Question

Let $n\left( A \right)=n$ . Then the number of all relation on A is:
(a). ${{2}^{n}}$
(b). ${{2}^{n!}}$
(c). ${{2}^{{{n}^{2}}}}$
(d). None

Answer 1

Hint: We are going to solve this question by putting different values of n and then we will find the number of subset possible and that will be equal to all relations and then we will try to find the formula for n.

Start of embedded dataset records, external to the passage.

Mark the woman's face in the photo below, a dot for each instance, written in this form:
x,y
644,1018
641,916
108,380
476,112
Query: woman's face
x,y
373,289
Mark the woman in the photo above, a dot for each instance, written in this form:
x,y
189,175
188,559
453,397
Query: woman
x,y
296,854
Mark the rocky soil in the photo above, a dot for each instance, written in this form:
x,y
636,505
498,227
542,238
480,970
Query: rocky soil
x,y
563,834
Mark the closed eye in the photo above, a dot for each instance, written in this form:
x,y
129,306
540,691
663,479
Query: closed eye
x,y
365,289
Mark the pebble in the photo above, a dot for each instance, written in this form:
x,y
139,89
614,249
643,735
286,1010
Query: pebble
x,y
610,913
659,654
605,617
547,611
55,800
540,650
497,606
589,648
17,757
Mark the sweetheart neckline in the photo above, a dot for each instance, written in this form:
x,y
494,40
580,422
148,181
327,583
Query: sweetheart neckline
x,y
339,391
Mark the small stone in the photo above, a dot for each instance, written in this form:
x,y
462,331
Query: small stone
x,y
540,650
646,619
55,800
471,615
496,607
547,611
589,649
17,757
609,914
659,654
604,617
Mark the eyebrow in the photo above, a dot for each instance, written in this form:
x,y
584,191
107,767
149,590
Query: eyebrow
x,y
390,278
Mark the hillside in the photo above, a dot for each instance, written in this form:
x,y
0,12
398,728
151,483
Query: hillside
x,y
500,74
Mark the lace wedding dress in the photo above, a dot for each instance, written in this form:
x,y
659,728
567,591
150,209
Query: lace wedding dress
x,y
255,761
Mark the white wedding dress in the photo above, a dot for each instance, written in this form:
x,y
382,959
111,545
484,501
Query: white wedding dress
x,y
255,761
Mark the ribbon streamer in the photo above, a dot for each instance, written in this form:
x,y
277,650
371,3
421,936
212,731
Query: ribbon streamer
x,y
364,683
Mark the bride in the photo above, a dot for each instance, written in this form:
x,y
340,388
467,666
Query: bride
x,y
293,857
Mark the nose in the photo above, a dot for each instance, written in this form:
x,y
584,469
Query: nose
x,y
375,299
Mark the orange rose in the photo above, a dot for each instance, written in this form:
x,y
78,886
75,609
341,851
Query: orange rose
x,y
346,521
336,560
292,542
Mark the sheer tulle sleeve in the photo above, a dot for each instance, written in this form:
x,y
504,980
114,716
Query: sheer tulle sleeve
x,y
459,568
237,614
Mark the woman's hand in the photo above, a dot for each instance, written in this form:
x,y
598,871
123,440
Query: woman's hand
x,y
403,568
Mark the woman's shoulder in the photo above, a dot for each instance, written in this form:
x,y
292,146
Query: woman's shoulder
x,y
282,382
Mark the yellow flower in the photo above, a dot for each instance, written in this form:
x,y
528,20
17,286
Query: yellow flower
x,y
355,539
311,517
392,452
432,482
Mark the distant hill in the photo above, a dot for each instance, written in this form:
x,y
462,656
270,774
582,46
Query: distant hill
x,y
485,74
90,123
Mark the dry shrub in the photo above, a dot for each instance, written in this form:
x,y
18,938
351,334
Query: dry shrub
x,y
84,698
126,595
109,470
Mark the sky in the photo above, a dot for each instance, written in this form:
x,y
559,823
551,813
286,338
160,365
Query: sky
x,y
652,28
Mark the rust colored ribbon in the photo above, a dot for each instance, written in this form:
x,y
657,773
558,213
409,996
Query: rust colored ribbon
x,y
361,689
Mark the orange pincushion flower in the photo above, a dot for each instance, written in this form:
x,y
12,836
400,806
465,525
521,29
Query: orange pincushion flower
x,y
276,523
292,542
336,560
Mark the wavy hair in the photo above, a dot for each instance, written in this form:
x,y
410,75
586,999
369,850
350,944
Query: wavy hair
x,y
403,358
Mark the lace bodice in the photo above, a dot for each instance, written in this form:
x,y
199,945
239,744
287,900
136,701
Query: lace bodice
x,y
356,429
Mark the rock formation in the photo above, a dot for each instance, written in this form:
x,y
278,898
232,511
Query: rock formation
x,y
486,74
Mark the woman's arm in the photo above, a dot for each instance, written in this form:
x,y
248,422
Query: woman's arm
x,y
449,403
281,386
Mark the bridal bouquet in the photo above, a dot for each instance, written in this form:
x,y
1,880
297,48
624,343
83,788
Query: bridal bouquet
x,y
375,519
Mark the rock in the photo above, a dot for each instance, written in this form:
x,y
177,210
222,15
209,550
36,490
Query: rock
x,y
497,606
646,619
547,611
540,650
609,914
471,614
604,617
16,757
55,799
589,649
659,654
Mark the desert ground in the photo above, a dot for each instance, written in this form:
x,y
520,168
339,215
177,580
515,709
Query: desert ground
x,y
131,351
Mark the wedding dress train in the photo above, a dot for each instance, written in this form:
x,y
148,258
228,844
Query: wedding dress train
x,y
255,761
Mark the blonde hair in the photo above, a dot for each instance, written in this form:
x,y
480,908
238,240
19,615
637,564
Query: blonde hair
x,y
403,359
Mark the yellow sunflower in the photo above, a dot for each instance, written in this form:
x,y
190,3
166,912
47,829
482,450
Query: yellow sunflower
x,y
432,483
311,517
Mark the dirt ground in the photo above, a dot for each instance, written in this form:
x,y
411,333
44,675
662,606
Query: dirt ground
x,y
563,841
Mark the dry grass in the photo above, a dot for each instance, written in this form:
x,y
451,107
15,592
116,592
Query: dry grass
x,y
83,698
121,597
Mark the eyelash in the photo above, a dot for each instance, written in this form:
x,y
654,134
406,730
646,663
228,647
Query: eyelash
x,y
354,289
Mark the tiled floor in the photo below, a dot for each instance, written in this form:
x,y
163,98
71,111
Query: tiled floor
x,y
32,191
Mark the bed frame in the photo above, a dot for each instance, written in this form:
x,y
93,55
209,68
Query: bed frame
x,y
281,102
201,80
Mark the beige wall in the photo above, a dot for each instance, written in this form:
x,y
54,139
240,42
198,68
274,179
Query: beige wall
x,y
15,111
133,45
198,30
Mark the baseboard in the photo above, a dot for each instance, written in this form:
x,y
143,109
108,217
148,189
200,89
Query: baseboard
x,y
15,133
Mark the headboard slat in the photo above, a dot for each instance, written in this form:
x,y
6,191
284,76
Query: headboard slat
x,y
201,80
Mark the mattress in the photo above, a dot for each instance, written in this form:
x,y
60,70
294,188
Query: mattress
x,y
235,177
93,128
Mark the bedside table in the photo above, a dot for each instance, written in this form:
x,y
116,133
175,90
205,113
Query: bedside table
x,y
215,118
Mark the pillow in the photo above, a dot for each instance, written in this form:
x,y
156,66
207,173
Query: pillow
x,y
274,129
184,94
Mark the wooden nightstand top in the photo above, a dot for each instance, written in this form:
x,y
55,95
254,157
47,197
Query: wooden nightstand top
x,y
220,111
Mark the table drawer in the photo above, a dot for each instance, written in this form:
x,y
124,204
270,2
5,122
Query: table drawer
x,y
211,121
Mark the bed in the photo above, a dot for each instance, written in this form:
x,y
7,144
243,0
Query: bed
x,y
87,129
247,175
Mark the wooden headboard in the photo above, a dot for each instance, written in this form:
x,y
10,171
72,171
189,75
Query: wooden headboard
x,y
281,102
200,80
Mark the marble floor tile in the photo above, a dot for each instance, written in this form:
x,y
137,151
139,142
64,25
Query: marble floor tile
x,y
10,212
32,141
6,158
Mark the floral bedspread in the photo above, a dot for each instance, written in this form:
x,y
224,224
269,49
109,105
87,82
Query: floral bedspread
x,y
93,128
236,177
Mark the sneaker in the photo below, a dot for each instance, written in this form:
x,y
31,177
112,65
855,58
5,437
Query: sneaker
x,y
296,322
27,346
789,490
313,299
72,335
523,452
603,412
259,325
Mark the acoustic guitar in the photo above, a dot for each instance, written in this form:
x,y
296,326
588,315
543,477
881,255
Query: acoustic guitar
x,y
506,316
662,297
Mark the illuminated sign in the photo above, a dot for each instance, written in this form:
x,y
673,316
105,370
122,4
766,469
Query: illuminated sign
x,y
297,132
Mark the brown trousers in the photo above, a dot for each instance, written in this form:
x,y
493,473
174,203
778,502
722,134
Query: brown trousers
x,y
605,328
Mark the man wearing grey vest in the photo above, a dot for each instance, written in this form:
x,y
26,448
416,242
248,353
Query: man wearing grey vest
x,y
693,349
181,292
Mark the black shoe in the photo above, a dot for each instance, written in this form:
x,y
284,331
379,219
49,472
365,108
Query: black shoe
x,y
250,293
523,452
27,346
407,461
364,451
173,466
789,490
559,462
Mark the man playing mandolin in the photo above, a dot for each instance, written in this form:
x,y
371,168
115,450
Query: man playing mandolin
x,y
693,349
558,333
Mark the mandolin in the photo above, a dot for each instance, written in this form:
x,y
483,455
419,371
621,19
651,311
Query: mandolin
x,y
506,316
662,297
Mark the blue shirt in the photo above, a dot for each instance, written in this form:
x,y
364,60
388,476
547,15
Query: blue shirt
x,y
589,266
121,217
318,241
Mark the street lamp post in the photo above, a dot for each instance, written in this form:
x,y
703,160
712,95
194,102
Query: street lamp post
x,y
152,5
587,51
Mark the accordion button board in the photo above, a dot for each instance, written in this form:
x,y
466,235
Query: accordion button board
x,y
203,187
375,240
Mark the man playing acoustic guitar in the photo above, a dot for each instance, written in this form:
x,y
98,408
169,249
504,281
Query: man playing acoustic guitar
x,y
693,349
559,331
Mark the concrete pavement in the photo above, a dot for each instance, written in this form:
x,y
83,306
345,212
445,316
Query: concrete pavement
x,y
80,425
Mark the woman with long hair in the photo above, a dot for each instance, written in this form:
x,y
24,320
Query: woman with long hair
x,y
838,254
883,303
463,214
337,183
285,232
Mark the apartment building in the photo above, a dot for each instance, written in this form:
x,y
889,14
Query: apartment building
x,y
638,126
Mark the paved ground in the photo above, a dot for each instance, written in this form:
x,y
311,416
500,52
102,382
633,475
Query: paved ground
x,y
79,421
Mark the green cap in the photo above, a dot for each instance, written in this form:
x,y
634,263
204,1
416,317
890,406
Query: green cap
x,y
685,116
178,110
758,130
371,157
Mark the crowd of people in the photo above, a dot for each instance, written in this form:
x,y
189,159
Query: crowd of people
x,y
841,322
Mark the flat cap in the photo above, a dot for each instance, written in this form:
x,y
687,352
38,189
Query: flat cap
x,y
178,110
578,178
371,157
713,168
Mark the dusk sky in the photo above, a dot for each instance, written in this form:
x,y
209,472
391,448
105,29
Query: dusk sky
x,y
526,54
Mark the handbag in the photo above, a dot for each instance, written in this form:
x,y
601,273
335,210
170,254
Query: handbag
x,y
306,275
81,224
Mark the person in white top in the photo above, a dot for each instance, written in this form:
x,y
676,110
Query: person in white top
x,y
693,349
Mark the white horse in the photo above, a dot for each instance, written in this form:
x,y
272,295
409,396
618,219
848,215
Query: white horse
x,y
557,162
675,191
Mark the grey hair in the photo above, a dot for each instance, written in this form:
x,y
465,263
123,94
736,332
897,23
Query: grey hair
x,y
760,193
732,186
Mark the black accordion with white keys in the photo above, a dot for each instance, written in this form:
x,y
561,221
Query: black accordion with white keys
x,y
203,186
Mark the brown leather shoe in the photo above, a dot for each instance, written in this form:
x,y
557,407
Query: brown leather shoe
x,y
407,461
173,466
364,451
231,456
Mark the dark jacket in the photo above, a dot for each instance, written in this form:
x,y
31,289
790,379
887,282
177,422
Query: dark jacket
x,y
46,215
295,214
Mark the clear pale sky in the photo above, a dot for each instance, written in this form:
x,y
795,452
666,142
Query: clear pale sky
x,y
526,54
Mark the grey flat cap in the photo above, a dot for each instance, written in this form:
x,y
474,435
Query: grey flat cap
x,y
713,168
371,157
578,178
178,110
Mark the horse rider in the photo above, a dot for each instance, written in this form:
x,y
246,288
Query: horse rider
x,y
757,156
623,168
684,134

Complete step-by-step solution -

For n(A) = 1,
Let A = $\{1\}$
Then the total subset will be $\left\{ 1,\phi \right\}$
Hence 2 elements for n = 1.
Now for n(A) = 2,
Let A = { 1, 2 }
The total subset will be $\left\{ 1,2,\left( 1,2 \right),\phi \right\}$
Hence 4 elements for n = 2.
Now for n(A) = 3,
Let A = { 1, 2, 3 }
The total subset will be $\left\{ 1,2,3,\left( 2,3 \right),\left( 1,3 \right),\left( 1,2 \right),\left( 1,2,3 \right),\phi \right\}$
Hence 8 elements for n = 3.
So, from this we can see that ${{2}^{n}}$ is the correct formula.
We also know that if a set has n elements then the number of subsets of A are ${{2}^{n}}$ ,
Therefore, for $A\times A$ there can be as many relations as the number of subsets of $A\times A$.
Hence, the correct answer is option (a).

Note: In this question we have derived the formula for total number of subset and in that derivation we have considered an empty element $\phi $ one can also directly use the formula that the number of subset of set having n elements is ${{2}^{n}}$, most of the students miss the empty element $\phi $ and then make mistakes while solving, so these point should be kept in mind.